Possible Exam Questions
Short Answer (2 Marks):
1. What is the purpose of the Subject line in an email?
2. Differentiate between CC and BCC in email.
Long Answer (10 Marks):
1. Explain the anatomy of an email message with a neat diagram.
2. Describe the role of the header, body, attachments, and signature in an email
message.
Viewing Your Inbox
• Inbox: The folder containing received emails.
• Allows sorting by date, sender, or subject.
• Supports searching and archiving.
Example:
Logging into Gmail → Inbox shows new and old messages.
Possible Questions:
• Short Answer: What is an inbox?
• Long Answer: Explain the functions available in an inbox.
Viewing Individual Mail Messages
• Clicking on a mail displays full content.
• Options available: reply, forward, delete, mark as unread.
Example:
Selecting an email from Gmail opens message details.
Possible Questions:
• Short Answer: What actions can be taken after viewing an email?
Sending a New Mail Message
Steps:
1. Click “Compose” in Gmail.
2. Enter recipient’s email address.
3. Add subject and body.
4. Attach files (if required).
5. Click “Send”.
Possible Questions:
• Short Answer: What is the use of subject in an email?

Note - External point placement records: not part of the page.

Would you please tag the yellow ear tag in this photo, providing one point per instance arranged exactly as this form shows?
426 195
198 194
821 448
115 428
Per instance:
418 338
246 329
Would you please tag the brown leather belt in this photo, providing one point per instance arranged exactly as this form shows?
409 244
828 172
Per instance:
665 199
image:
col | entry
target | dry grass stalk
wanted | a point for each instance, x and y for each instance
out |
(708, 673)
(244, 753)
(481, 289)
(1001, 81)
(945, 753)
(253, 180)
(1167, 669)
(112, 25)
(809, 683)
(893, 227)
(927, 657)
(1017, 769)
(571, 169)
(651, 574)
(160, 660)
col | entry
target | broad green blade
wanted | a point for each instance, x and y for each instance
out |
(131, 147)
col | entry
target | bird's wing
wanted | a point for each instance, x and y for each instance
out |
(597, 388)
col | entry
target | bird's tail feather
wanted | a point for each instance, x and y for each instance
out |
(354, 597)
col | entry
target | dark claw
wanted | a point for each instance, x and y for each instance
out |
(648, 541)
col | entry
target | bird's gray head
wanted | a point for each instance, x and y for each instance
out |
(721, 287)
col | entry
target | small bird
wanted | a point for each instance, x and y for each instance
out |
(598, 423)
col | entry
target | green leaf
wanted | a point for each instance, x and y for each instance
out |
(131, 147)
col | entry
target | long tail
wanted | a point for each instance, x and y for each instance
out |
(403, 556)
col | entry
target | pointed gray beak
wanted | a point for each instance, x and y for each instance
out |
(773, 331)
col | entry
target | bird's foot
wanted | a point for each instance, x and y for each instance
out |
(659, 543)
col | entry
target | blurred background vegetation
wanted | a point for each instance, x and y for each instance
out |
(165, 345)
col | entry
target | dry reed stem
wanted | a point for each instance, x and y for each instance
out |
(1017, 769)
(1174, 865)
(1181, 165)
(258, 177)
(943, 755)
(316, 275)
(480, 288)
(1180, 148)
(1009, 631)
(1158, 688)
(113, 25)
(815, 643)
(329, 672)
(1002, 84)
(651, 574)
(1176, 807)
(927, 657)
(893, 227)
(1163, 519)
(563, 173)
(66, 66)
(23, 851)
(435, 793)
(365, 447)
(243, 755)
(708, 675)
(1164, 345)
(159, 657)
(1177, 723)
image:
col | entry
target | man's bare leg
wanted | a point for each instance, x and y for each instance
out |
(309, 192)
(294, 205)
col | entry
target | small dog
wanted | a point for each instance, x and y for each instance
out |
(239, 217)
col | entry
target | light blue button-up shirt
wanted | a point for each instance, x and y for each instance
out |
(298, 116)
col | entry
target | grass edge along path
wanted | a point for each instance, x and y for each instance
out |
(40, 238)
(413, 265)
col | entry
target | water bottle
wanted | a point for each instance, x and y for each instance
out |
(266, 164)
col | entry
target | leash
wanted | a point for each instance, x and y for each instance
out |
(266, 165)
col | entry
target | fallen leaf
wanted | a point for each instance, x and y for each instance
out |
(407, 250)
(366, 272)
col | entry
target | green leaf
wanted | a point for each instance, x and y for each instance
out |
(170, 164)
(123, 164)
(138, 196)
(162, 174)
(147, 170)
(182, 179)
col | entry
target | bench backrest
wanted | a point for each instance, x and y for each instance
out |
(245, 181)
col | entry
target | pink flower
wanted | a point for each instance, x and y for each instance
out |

• Long Answer: Describe the process of composing and sending an email.
Replying to and Forwarding E-mail Messages
• Reply: Respond to sender directly.
• Reply All: Respond to all recipients.
• Forward: Send received email to a new recipient.
Example:
If a teacher sends instructions via email, you can reply to clarify doubts or forward to
friends.
Possible Questions:
• Short Answer: Differentiate between reply and forward.
• Long Answer: Explain how to reply and forward an email with examples.